How to exploit a buffer overflow to execute instructions on the stack

Question

I'm starting to tinker with buffer overflows, and wrote the following program:

#include <unistd.h>

void g() {
  execve("/bin/sh", NULL, NULL);
}

void f() {
  long *return_address;
  char instructions[] = "\xb8\x01\x00\x00\x00\xcd\x80"; // exit(1)

  return_address = (long*) (&return_address + 2);
  *return_address = (long)&g; // or (long)instructions
}

int main() {
  f();
}

It does what I expect it to do : return_address overwrite the return address of f with the address of g , which opens a shell. However, if I set the return address to instructions , I got a segmentation fault, and none of the instructions in instructions is executed.

I compile with GCC, using -fno-stack-protector .

How could I prevent this segmentation fault occurring ?

Answer 1

At least one problem isn't related to the buffer overflow.

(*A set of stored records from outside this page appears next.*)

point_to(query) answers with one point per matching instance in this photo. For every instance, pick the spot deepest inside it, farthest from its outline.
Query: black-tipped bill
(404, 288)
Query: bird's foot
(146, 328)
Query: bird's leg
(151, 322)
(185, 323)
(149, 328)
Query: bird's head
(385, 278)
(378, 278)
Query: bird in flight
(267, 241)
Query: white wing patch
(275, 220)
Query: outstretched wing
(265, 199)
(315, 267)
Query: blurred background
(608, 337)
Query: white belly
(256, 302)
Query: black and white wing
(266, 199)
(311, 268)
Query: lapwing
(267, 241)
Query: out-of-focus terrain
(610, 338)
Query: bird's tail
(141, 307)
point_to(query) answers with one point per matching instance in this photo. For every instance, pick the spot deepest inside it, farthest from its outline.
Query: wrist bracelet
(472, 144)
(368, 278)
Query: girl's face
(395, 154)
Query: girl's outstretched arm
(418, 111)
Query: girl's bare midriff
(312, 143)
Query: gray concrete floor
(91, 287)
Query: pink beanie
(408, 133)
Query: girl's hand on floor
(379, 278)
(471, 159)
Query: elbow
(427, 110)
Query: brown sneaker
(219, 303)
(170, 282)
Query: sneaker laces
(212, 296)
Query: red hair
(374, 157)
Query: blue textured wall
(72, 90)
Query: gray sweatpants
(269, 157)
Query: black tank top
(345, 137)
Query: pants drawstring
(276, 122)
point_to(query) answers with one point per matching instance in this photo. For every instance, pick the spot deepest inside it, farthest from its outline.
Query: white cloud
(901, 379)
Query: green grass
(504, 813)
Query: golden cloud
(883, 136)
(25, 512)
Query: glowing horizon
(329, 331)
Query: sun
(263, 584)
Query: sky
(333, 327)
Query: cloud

execve("/bin/sh", NULL, NULL);

That first NULL becomes the argv of the process you're starting. argv must be an array of strings that is terminated with a NULL. So a segfault may happen when /bin/sh starts up, tries to read argv[0] , and dereferences NULL.

void g(void) {
    char *argv[] = { "/bin/sh", NULL };
    execve(argv[0], argv, NULL);
}

You might also add -z execstack to the gcc command line, which will tell the linker to permit an executable stack. You should also verify that the instructions you have there are what exit(1) compiles to on your system if you got them from a tutorial somewhere.